Waheed, a sophomore at Camden's Woodrow Wilson High School, says there's plenty of drug action on the streets of his North Camden neighborhood, and he thinks rap music only tends to make the dealers appear heroic.
And he wasn't the only one expressing concerns yesterday about how media images of violence, drugs and other problems affect young people in the inner city.
Around 150 educators, social service workers, government and law enforcement officials, community activists, physicians and high school students spent more than eight hours discussing everything from the violence content of TV and films to advertising strategies for reaching teenagers, as part of the third annual "Urban Youth And Crisis" conference put on by the Nigeria-America Institute on Substance Abuse, Inc (NISA).
The two-day conference - subtitled "The Impact of Media on Violence and Youth" - continues today at the Sheraton Poste Inn in Cherry Hill, and is part of Camden's month-long Mayday anti-violence campaign.
In workshops, panel discussions, and large-group meetings the topics, including, "Reaching the Hip-Hop Culture," "The Epidemiology of Violence," and the "Camden Experience" (with youth violence) were as wide-ranging as the problems.

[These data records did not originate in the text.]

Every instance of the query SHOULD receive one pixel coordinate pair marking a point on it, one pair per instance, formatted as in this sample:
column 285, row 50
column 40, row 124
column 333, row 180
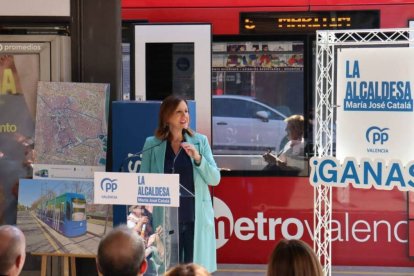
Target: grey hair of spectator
column 191, row 269
column 121, row 252
column 12, row 250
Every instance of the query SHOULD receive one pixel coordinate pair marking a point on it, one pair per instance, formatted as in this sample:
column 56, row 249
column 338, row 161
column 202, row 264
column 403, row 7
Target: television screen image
column 58, row 217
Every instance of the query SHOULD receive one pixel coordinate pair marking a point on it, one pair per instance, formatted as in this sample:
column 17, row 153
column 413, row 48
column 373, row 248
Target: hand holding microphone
column 191, row 151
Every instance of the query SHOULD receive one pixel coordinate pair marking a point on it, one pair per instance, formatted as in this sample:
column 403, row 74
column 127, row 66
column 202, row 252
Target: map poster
column 19, row 74
column 59, row 217
column 71, row 129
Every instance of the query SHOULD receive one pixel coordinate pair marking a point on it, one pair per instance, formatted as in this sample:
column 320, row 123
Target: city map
column 71, row 123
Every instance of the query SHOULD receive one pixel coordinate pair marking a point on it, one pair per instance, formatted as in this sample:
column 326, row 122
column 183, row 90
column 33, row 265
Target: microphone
column 137, row 154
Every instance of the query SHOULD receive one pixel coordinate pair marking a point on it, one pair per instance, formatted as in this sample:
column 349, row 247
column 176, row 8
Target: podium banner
column 136, row 189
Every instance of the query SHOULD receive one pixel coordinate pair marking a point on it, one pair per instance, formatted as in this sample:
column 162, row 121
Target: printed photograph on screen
column 71, row 124
column 19, row 74
column 141, row 219
column 59, row 217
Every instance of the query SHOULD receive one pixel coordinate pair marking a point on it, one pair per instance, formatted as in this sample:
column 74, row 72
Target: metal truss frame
column 327, row 44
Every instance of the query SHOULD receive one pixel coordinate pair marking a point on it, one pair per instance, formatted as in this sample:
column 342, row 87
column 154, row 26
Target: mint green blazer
column 205, row 174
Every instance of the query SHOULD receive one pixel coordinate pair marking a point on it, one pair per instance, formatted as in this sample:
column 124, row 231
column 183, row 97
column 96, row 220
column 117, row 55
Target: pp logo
column 109, row 185
column 375, row 134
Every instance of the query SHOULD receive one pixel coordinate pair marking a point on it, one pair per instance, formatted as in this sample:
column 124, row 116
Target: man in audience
column 121, row 252
column 12, row 250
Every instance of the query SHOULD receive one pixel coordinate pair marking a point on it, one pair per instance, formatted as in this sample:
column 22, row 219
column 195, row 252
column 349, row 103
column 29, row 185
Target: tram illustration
column 65, row 213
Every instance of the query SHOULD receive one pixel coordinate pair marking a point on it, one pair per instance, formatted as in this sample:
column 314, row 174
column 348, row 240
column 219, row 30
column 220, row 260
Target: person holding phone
column 176, row 148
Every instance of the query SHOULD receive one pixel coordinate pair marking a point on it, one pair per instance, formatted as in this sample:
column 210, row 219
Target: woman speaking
column 176, row 148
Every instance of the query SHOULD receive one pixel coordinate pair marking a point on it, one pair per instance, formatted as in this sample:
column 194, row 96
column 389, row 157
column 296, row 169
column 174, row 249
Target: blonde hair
column 295, row 125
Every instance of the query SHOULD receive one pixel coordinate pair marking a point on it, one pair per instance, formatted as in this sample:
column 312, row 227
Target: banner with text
column 375, row 105
column 136, row 189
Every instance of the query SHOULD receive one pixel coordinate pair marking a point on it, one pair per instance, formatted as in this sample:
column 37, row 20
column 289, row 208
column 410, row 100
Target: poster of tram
column 64, row 213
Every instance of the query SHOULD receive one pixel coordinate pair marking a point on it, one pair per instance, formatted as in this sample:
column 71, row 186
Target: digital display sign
column 282, row 22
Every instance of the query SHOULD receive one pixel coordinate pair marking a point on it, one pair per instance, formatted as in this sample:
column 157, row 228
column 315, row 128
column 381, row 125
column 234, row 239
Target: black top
column 181, row 164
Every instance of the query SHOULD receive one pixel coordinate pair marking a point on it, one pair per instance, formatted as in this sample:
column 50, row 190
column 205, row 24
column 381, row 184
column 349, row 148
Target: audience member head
column 121, row 252
column 293, row 258
column 294, row 128
column 12, row 250
column 187, row 270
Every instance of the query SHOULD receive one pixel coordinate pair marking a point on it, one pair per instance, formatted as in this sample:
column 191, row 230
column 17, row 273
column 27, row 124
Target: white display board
column 375, row 105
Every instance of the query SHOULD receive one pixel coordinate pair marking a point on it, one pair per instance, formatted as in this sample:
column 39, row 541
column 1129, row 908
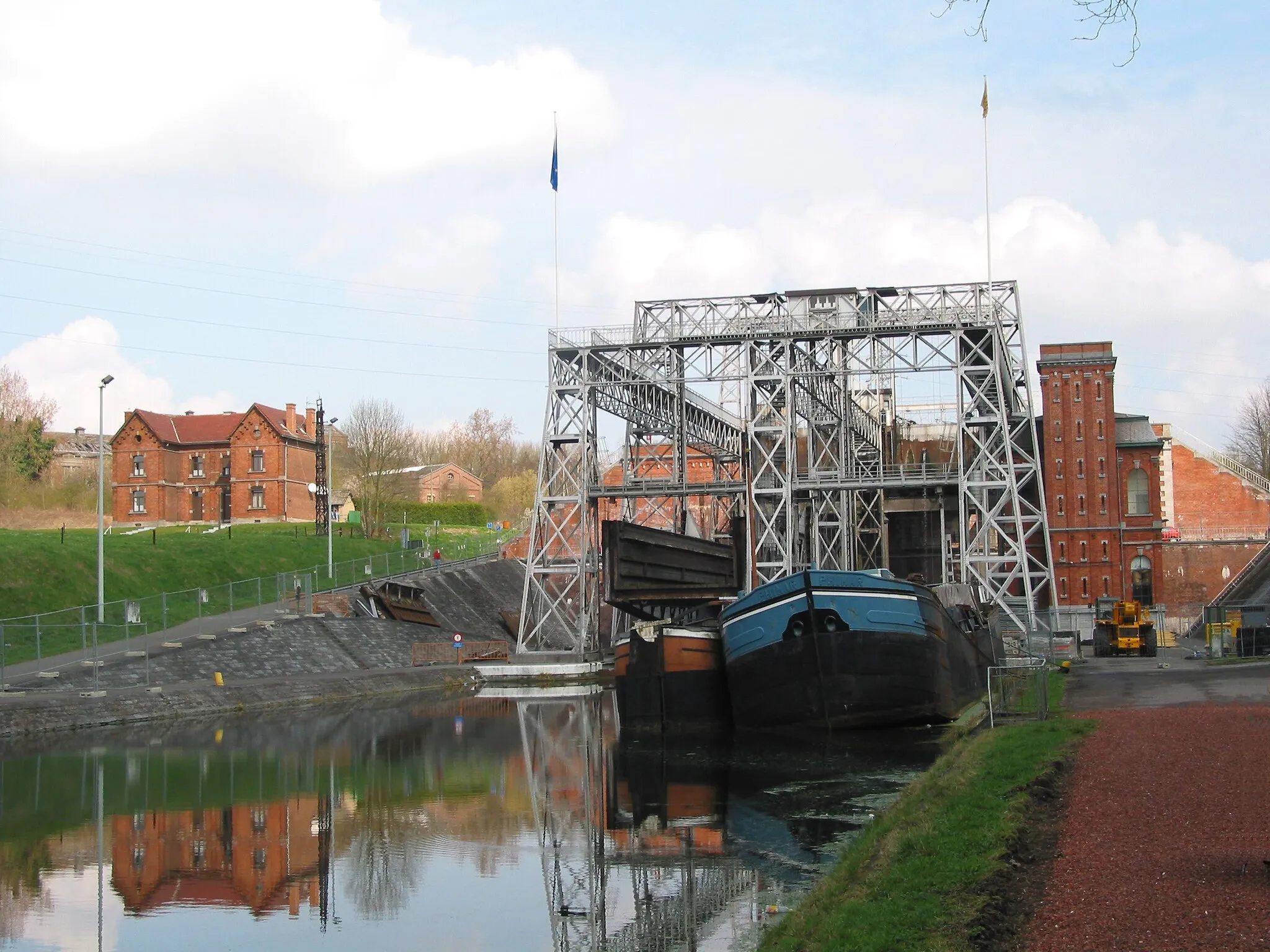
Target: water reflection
column 507, row 823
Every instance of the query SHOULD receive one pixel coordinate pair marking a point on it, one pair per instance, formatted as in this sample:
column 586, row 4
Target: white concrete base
column 528, row 692
column 497, row 671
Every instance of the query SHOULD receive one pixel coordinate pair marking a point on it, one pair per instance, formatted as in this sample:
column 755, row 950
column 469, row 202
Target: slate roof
column 1135, row 431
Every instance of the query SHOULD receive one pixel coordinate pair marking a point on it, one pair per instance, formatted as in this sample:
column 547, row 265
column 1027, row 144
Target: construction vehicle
column 1123, row 628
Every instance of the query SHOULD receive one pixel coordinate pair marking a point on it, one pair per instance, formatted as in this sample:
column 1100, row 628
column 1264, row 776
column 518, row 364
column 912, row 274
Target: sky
column 282, row 200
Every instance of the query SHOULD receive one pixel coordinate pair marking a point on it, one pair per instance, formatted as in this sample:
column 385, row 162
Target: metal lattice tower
column 804, row 387
column 322, row 496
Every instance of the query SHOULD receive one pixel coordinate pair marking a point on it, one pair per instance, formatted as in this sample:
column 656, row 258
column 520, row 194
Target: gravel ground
column 1166, row 843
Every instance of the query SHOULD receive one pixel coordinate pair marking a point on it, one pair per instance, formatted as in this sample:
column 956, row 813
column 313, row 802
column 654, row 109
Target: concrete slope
column 468, row 601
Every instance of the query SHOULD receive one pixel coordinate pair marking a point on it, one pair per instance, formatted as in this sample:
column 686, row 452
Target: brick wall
column 1194, row 573
column 1208, row 499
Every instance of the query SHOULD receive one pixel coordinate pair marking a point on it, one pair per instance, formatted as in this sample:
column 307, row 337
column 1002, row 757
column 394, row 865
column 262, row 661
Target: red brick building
column 254, row 466
column 1103, row 480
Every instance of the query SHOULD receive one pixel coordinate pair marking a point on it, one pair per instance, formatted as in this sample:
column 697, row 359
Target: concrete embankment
column 287, row 660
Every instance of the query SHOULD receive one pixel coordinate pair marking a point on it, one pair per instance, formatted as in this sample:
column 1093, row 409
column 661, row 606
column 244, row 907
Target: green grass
column 40, row 573
column 911, row 881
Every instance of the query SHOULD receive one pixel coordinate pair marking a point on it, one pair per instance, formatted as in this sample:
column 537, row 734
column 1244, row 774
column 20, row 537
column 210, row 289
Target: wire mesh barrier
column 1019, row 692
column 55, row 635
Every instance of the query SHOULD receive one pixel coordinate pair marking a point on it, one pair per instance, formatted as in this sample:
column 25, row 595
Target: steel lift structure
column 778, row 409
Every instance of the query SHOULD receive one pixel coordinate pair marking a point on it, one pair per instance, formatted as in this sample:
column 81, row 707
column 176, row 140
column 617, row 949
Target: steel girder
column 808, row 375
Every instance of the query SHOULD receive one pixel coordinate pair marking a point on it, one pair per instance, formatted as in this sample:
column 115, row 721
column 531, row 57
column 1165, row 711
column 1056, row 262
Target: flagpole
column 987, row 202
column 556, row 225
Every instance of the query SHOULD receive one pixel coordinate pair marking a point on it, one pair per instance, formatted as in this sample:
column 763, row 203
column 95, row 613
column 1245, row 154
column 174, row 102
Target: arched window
column 1140, row 576
column 1140, row 496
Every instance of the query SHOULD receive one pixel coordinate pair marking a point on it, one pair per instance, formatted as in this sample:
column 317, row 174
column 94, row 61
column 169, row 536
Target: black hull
column 856, row 679
column 651, row 699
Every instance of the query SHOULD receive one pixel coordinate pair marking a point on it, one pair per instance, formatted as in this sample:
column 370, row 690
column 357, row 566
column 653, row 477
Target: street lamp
column 329, row 534
column 100, row 499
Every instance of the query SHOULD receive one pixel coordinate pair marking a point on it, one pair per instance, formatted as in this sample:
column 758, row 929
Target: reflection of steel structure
column 672, row 896
column 797, row 439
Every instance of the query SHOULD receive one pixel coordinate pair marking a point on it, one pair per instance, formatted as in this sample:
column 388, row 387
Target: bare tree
column 483, row 446
column 380, row 446
column 1095, row 15
column 1250, row 436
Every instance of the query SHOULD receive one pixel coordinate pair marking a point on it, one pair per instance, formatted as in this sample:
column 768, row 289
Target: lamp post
column 100, row 499
column 329, row 534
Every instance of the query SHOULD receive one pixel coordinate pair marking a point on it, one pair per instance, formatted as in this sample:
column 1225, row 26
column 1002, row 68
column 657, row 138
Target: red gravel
column 1165, row 837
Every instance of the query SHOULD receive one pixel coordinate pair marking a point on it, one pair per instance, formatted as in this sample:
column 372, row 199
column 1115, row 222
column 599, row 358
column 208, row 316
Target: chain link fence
column 52, row 633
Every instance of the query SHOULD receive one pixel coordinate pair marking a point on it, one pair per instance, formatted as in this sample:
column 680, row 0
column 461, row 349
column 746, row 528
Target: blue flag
column 556, row 167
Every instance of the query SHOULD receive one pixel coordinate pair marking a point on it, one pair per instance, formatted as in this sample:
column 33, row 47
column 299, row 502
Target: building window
column 1140, row 576
column 1140, row 498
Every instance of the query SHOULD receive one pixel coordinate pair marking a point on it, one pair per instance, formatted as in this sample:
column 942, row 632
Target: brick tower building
column 1103, row 480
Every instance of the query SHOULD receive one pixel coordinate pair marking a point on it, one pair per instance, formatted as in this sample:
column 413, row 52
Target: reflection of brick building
column 230, row 467
column 260, row 856
column 1103, row 480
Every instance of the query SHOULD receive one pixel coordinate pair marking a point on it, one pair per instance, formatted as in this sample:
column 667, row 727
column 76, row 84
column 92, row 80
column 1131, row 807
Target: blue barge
column 853, row 649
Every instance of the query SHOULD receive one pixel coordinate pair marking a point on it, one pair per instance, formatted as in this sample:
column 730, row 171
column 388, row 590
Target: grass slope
column 41, row 574
column 915, row 879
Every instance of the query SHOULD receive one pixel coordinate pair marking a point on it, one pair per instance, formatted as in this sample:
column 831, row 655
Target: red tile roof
column 193, row 428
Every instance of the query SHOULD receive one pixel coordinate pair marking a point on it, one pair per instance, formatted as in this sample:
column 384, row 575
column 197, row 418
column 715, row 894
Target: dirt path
column 1166, row 843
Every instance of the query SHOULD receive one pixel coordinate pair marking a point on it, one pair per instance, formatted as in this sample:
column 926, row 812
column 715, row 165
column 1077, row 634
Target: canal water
column 521, row 822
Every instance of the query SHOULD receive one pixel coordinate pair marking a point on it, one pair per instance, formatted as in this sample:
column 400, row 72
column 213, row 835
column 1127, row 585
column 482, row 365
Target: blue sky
column 271, row 201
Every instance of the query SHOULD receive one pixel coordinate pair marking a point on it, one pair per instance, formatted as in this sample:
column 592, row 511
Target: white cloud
column 70, row 364
column 326, row 88
column 1180, row 302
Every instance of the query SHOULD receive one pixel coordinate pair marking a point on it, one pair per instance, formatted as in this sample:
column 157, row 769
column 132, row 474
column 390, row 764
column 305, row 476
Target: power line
column 273, row 363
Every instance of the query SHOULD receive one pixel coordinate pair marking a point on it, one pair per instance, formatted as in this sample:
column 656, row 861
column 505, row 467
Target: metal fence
column 50, row 633
column 1019, row 692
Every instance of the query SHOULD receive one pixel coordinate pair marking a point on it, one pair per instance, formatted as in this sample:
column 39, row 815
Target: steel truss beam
column 804, row 399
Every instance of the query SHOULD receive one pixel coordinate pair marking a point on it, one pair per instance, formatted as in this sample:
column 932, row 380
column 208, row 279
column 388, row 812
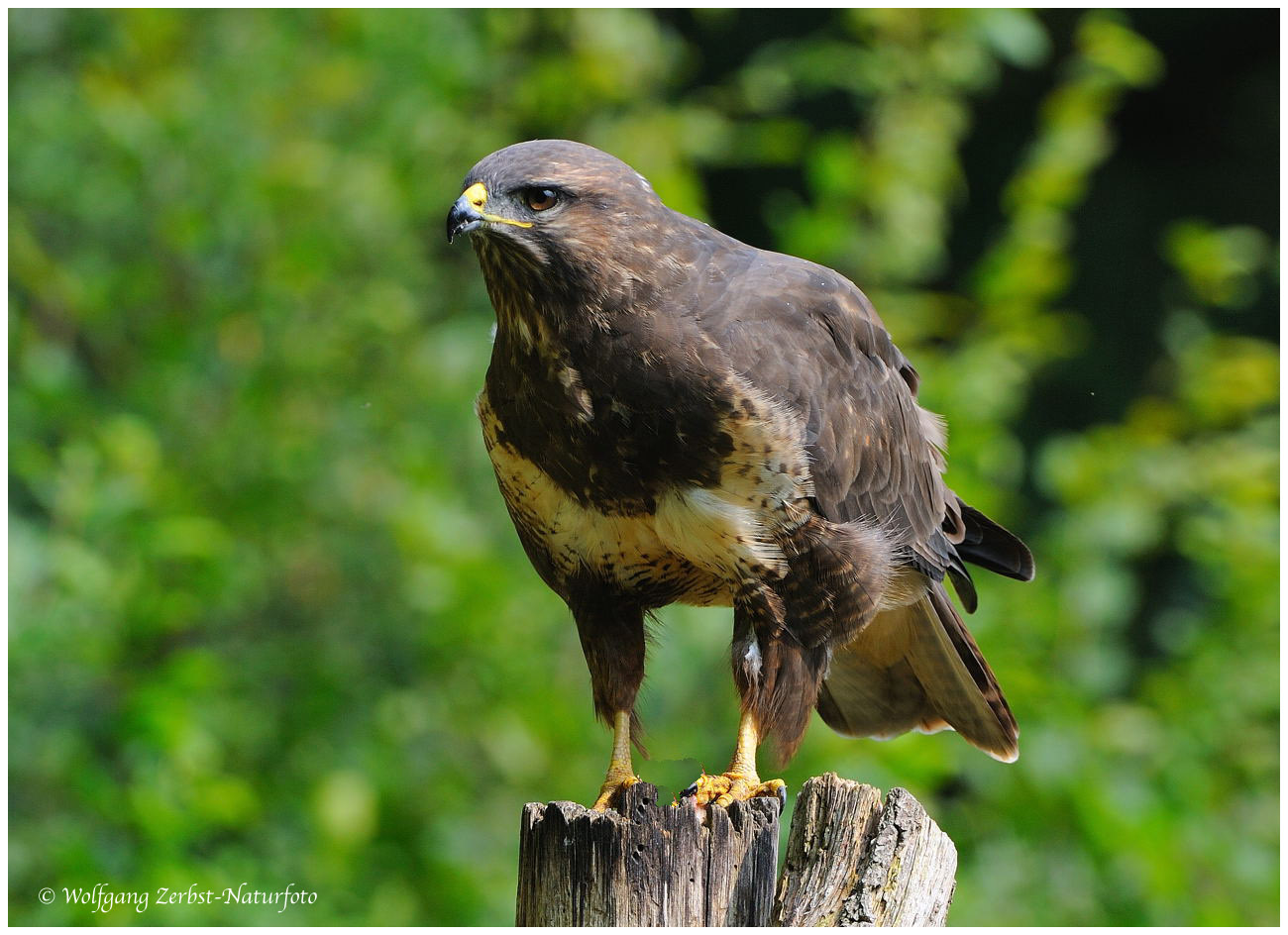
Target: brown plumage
column 677, row 416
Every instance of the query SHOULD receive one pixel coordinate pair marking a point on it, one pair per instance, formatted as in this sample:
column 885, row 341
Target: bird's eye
column 541, row 198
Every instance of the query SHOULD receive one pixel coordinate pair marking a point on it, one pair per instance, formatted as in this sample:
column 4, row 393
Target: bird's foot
column 609, row 793
column 732, row 787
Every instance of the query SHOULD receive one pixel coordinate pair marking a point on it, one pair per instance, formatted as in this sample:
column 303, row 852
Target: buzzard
column 677, row 416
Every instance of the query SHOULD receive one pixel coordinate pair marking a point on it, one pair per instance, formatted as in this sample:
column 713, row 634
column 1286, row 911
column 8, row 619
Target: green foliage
column 268, row 620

Solutions were harder to come by.
"One of the things that frustrates people when they come to a conference is that they leave with an empty feeling because there's no action," said Ona Pela, director of NISA, an international organization that provides drug and family counseling and cultural awareness programs for blacks. "But the problem isn't going to go away with a magic wand. It's going to take time."
Even if no quick-fix solutions were evident, certain themes emerged with clockwork consistency.
From state Assemblyman Wayne Bryant (D., Camden) to physicians such as Dr. Reuben Warren of the Centers for Disease Control and Prevention in Atlanta to New Jersey Health Commissioner Bruce Siegel, there was agreement that racism works to keep young blacks, Hispanics and American Indians out of the mainstream, that media violence can promote real-life violence, that parents must be fully involved in the lives of their children, that teenagers must be taught positive values, and that people of color must act more forcefully to resolve problems of youth violence in their own communities.
"Black crime on black folks is our business, not government's" said Bryant. "We no longer can stand and make excuses for the lack of values for our young people. We cannot afford to lose another generation."
Dr. Chuckwudi Onwuachi-Sanders, a physician with the Centers for Disease Control and Prevention who is currently on loan to the Philadelphia Department of Public Health, used a series of graphs to show just how deep the danger goes:
One in every 27 black males is likely to be a victim of homicide.
Most will die by gunfire.
Most will be killed by other black males.
Most will know their assailants.
Onwuachi-Sanders was emphatic in her assertions "that violence is an American issue, and no one who lives here is immune." On a chart in which black murders were subtracted from the country's total homicides, the United States still far exceeded a dozen other industrialized nations.
She said such results were predictable in a nation that glorifies violence and gives young people the means to act out violent fantasies through easy-to- acquire firearms.
"There's nothing new about being young and angry," she said. "But young people now have more lethal ways to deal with it."
Raymond Matthews, 16, says he understands the rage.
Lacking jobs and parental guidance, a lot of teens he knows have been drawn to drugs and violence, he said.
Raymond, who lives in East Camden, says his parents spared him from that fate.
"My mom and dad was always there for me," he said. "My dad has been through everything so he helps me avoid a lot. I'm glad he's around."
Patience Pela, a registered nurse and the wife of NISA director, Ona Pela, sat in on a workshop on "Violence in the Community" trying to still the quiver in her voice and wondering why more parents aren't like Raymond's.
She said she often sees young children lingering on street corners as she drives home late at night after working at Cooper Hospital- University Medical Center. She wonders if their parents know where they are.
"I want to grab them and say, 'Show me your home, show me your mother,' " said Pela. "I think some of the parents, especially the mothers, need to be taught what their responsibilities are. Maybe they don't know."
Mary Previte, the longtime administrator of the Camden County Youth Center, called youth violence a sickness that could be eased with more security for young people.
"When a kid feels safe they act like different human beings," said Previte adding that there are at least eight juveniles in her center at any one time charged with murder. "Personal survival and safety is the number one issue for these kids."
But how do you provide that sense of safety and security in a nation that ''mass produces images of violence?" said George Gerbner, a professor at the Annenberg School of Communications at the University of Pennsylvania.
Gerbner told the conference that images of "happy violence," in which heroic characters undertake swift, deadly actions without fear of consequences, leaves many youth feeling vulnerable and defensive. He said the problem is aggravated by the dearth of non-white characters in popular fiction.
"If you are part of the group that is under-represented in this symbolic world, you see yourself as limited . . . as victimized," he said. "We are not born minorities. We train our people to behave as minorities."